For this you require the following information

Ray's in the form $R =e+td $ where $e$ is the origin or eye point and $d$ is the direction vector.

Secondly you need to define your square by using the following information

  1. Poisition - This might be the vector to the center or any corner of the square. The algorithm I'm describing assumes it is one of the corners.
  2. Normal - Self explanatory.
  3. Width and Height not as scalars but as vectors. These can be called the two edge vectors. I will denote them as $e1$ and $e2$. Note that both edge vectors need to grow outward from the corner of the square chosen in point 1.
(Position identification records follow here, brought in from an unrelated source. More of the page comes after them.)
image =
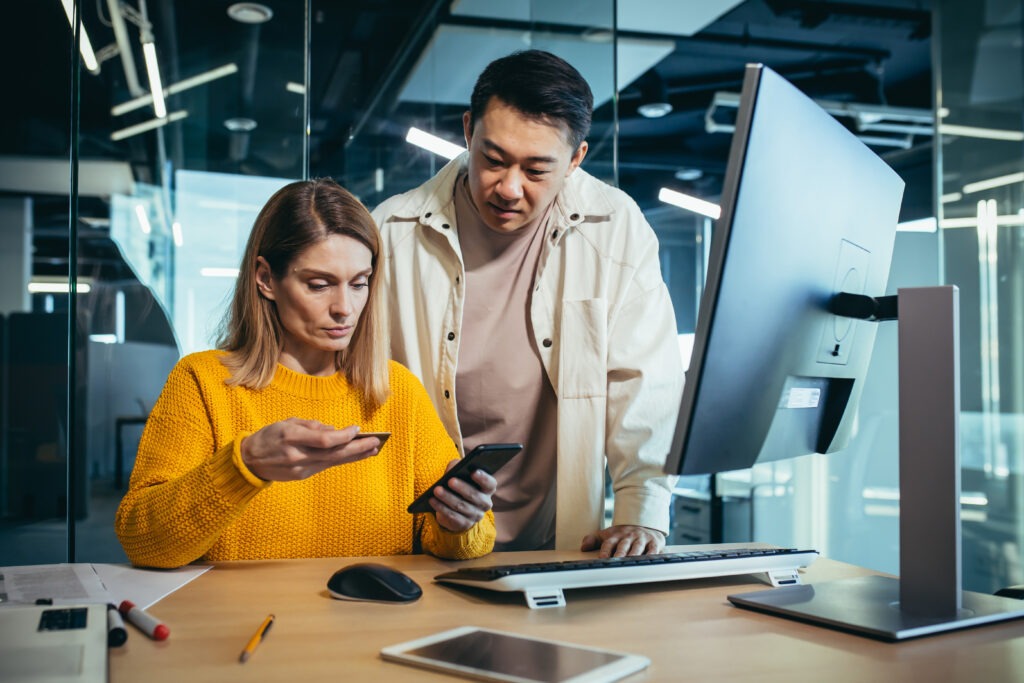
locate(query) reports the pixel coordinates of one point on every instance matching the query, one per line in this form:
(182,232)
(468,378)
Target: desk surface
(687,629)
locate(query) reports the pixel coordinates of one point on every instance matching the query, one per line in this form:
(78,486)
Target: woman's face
(320,300)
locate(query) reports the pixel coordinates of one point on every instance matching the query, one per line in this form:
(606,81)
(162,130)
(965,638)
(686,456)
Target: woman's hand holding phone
(462,496)
(459,507)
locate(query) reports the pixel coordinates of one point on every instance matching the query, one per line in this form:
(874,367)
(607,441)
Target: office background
(143,217)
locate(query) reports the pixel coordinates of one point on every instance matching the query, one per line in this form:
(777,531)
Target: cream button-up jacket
(603,324)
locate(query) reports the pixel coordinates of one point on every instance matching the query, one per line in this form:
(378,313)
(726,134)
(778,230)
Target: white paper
(59,583)
(84,583)
(144,587)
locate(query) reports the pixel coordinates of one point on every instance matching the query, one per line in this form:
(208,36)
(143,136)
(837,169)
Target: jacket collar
(583,199)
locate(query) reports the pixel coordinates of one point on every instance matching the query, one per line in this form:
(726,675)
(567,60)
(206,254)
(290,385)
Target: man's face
(517,165)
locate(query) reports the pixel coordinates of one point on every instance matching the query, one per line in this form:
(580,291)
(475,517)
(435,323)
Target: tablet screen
(508,656)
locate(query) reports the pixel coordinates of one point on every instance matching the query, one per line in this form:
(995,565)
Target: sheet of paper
(144,587)
(59,583)
(84,583)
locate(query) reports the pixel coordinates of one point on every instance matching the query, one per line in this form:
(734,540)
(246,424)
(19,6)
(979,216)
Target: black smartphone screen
(486,457)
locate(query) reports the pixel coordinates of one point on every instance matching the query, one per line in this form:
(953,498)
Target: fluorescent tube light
(156,89)
(988,133)
(56,288)
(146,125)
(972,221)
(997,181)
(689,203)
(218,272)
(439,146)
(143,219)
(85,46)
(920,225)
(175,88)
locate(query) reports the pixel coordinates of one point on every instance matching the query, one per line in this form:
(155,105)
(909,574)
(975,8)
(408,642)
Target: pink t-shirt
(502,389)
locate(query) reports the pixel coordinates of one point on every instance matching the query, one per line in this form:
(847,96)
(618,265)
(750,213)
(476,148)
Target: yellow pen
(257,638)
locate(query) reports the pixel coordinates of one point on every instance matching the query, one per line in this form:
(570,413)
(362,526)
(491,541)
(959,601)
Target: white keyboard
(543,583)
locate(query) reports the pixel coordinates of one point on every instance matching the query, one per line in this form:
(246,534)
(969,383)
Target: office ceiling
(372,59)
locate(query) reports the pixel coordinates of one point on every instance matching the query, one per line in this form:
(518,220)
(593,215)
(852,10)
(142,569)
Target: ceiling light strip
(147,125)
(156,88)
(175,88)
(439,146)
(990,183)
(988,133)
(85,45)
(689,203)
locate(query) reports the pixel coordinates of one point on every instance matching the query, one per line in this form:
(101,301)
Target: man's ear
(578,158)
(264,279)
(467,127)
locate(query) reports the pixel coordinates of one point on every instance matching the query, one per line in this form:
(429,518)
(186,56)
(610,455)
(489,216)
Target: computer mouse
(372,582)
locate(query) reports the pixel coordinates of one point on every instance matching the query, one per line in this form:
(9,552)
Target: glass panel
(982,191)
(167,201)
(35,155)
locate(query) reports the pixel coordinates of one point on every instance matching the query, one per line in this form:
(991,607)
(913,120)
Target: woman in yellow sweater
(252,451)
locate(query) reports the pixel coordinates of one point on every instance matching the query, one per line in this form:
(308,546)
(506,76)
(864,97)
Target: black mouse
(377,583)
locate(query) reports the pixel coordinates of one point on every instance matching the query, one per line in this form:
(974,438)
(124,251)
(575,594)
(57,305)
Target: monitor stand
(927,598)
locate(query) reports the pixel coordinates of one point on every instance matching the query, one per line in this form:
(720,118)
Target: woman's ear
(264,279)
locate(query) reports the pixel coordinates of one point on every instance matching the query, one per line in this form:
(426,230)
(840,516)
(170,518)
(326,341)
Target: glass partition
(981,217)
(257,94)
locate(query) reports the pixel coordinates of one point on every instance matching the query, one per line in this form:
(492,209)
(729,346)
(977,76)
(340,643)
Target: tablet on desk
(496,655)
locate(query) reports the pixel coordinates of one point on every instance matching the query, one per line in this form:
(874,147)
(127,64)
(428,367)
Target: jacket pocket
(583,349)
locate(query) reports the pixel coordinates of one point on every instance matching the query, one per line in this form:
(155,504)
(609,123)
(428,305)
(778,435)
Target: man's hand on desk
(625,540)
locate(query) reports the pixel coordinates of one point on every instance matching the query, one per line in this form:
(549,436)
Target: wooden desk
(688,630)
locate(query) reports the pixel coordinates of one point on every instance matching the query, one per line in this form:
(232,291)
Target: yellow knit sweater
(190,497)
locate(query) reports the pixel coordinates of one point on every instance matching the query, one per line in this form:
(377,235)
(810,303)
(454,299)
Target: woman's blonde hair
(298,216)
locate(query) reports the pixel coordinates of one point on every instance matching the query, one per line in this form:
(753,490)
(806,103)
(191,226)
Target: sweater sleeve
(182,494)
(434,449)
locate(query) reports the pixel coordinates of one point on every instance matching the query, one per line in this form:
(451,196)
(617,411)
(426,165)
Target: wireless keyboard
(542,583)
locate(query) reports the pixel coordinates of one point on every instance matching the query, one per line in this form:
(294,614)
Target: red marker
(145,623)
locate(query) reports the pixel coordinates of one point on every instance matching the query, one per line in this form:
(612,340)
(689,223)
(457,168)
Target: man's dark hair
(539,84)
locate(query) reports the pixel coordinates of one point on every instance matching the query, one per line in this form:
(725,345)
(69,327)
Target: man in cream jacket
(531,293)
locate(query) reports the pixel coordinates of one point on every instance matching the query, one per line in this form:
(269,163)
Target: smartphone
(498,655)
(381,435)
(486,457)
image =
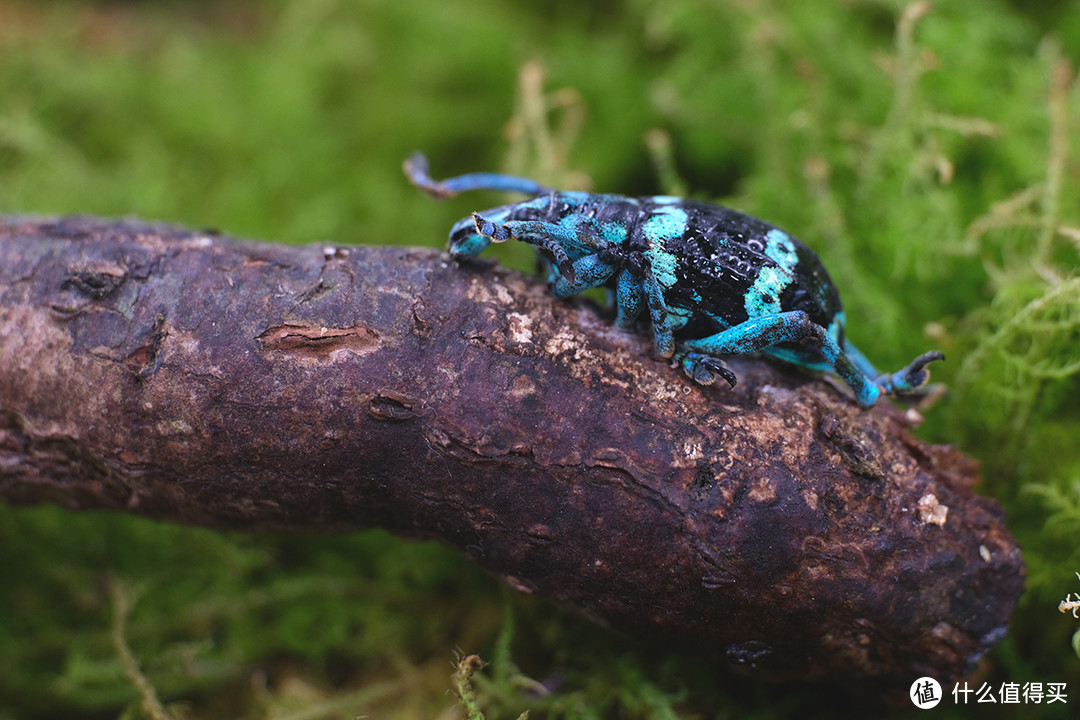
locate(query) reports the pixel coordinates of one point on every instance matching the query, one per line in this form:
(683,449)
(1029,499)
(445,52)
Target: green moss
(928,157)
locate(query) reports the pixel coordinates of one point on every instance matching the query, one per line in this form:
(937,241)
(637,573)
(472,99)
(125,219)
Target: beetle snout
(466,242)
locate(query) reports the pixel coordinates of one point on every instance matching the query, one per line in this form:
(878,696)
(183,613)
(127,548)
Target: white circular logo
(926,693)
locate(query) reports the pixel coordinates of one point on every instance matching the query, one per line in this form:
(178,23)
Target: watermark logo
(926,693)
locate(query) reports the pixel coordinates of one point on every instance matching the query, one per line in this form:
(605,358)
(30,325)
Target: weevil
(712,281)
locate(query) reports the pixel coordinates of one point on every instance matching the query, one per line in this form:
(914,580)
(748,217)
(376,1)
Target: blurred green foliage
(927,152)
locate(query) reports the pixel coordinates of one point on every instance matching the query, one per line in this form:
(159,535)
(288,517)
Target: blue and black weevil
(713,281)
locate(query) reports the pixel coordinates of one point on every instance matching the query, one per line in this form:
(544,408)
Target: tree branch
(199,379)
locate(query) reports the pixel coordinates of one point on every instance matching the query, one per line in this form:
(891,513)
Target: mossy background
(928,153)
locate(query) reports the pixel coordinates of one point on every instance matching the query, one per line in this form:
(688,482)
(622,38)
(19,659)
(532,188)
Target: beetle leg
(416,171)
(912,378)
(704,368)
(630,297)
(586,272)
(759,334)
After you have the following information you first need to compute Ray - plane intersection. The plane being where your square lies. This is done as follows. We know the point normal form of a plane as,

$(p-p1).n= 0$

If we suppose $p$ is our ray here and $p1 = position$, then we will have,

$(e+td - p1).n=0$
$(e+td - p1).n=0$
$e.n + td.n - p1.n = 0$
$t = p1.n - e.n/d.n$
$t = (p1-e).n/d.n$

If $t \geq 0$ then we have an intersection. Now all we need to do is check whether the ray lies inside the square or anywhere else on the plane. This is easy to do.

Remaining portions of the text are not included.